This is the mail archive of the
newlib@sourceware.org
mailing list for the newlib project.
Re: [PATCH][AArch64] Tune memcpy
- From: Andrew Pinski <pinskia at gmail dot com>
- To: Wilco Dijkstra <Wilco dot Dijkstra at arm dot com>
- Cc: "<newlib at sourceware dot org>" <newlib at sourceware dot org>
- Date: Fri, 6 Nov 2015 22:42:17 +0800
- Subject: Re: [PATCH][AArch64] Tune memcpy
- Authentication-results: sourceware.org; auth=none
- References: <000001d117fc$6fafe190$4f0fa4b0$ at arm dot com> <565E3296-5669-441A-AB9E-1E4A06239BC2 at gmail dot com> <000601d118a0$387b8c70$a972a550$ at arm dot com>
On Fri, Nov 6, 2015 at 10:34 PM, Wilco Dijkstra <Wilco.Dijkstra@arm.com> wrote:
> pinskia@gmail.com wrote:
>> > def_fn memcpy p2align=6
>> > + prfm PLDL1KEEP, [src]
>>
>> Why keep rather than strm for the prefetches?
>
> It improves small copies by prefetching the input immediately, so setting
> it to streaming would have an adverse effect as it claims the line will not
> be used again. For huge copies the initial prefetch has no effect.

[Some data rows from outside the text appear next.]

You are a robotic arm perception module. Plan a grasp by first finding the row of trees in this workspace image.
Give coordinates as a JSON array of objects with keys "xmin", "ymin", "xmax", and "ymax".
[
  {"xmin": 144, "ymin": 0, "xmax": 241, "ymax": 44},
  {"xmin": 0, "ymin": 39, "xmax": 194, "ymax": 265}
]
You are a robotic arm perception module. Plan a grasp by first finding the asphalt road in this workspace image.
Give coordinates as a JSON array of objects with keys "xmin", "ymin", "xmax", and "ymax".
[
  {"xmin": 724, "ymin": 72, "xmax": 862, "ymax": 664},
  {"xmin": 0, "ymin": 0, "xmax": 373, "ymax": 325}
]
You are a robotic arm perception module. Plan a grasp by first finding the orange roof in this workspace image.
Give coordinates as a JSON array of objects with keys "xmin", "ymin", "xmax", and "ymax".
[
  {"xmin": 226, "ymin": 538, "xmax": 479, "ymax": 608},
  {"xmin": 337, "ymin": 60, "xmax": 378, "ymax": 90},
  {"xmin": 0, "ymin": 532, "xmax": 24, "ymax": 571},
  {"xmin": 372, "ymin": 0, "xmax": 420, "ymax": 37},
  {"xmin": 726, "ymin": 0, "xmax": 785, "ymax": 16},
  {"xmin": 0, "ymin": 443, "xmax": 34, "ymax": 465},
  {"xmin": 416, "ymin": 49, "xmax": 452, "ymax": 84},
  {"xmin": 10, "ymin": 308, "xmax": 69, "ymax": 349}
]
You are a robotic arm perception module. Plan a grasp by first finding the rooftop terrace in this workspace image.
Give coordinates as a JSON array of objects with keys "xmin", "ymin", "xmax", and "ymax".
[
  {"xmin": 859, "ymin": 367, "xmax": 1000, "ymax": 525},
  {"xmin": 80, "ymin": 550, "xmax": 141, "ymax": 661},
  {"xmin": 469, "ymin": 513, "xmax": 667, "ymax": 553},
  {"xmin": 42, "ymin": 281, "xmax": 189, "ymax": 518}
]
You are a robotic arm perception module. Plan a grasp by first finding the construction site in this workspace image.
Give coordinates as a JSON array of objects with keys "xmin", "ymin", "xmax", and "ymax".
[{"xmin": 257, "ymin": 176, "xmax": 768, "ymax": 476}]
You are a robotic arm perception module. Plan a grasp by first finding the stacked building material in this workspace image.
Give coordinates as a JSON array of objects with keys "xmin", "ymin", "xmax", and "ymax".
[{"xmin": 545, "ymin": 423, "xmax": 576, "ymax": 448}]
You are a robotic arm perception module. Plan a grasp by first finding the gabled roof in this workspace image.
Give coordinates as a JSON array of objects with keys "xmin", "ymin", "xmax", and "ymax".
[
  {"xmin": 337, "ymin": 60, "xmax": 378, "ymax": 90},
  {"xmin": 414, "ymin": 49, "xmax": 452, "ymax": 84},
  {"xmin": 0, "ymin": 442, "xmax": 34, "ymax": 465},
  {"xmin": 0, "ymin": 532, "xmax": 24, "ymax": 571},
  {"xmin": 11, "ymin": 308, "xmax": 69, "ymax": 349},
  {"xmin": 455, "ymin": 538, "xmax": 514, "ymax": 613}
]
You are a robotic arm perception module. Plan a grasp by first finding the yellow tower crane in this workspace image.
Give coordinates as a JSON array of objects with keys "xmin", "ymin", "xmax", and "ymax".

This might be true on ARM's cores but not on all AARCH64 cores.
For ThunderX, we don't have a hardware prefetcher and STRM does
immediately starts the fetching of that cache line and it marks the
cache line in L2 as not going to be used any time afterwards.
So it could improve the performance there over the keep one.
Also that is how I read AARCH64 spec as the same as ThunderX
implements STRM too.
Thanks,
Andrew
>
> Wilco
>
>